「……おにいさま、は…」

口元を押さえながら、クローディアは声を搾り出した。

エレノスはクローディアが生まれた時からずっと傍にいてくれ、深い愛情を注いで育ててくれた人だ。嬉しい時も悲しい時も、どんな時も一番近くに居てくれた、かけがえのない家族。

───だけど。

顔を上げて、隣にいるリアンを見つめる。自分だけを映している澄んだ美しい青を見ていると、なんだか心が凪いでいくようだ。

(……冷静にならないと。お兄様たちのように)

クローディアは大きく息を吐くと、必死に頭を働かせた。

これは、もしもの話だ。もしも兄エレノスが全ての犯人だとしたら、その目的はなんだろうか。その先で何を見ているのだろうか。あの優しい、ヴァイオレットの瞳で。

「………ローレンス兄様とリアンを襲って、そして皇帝にならなければ、できないことがある…?」

リアンが言っていたことを並べて、口に出してみただけだが、実際に声に出してみると兄が何かをしようとしている“かもしれない”ということが浮かび上がった。

「俺はそう考えたんだ。もう少し言うと、ディアには手を出していない。あの日ディアが俺と居たのは偶々で、ディアが予定をキャンセルしたのは皆知ってたはずだから」

「…そうね、私は思い立って、飛び出してしまったから…」

そのせいでリアンと共に事故に巻き込まれたが、それがきっかけで今度こそ話をすることができた。もう一度約束を交わすことができたから、結果として良かったのかもしれない。
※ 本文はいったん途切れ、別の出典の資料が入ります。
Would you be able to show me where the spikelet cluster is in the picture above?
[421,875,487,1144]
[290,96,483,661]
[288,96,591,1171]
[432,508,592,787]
「エレノス様は何かをするために、王国に行ったはずだから。その目的を知れたらいいんだけど」

こんな時、もう一人の兄ならどんな言葉をくれるだろうか。いつだって遠くを見つめている、誇りと威厳に満ちたこの国の皇帝は。

「……リアン、城に戻らない? ルヴェルグ兄様に逢いたいわ」

リアンも同じことを思っていたのか、間髪入れずにクローディアの言葉に頷くと、速やかに立ち上がって手を差し出してきた。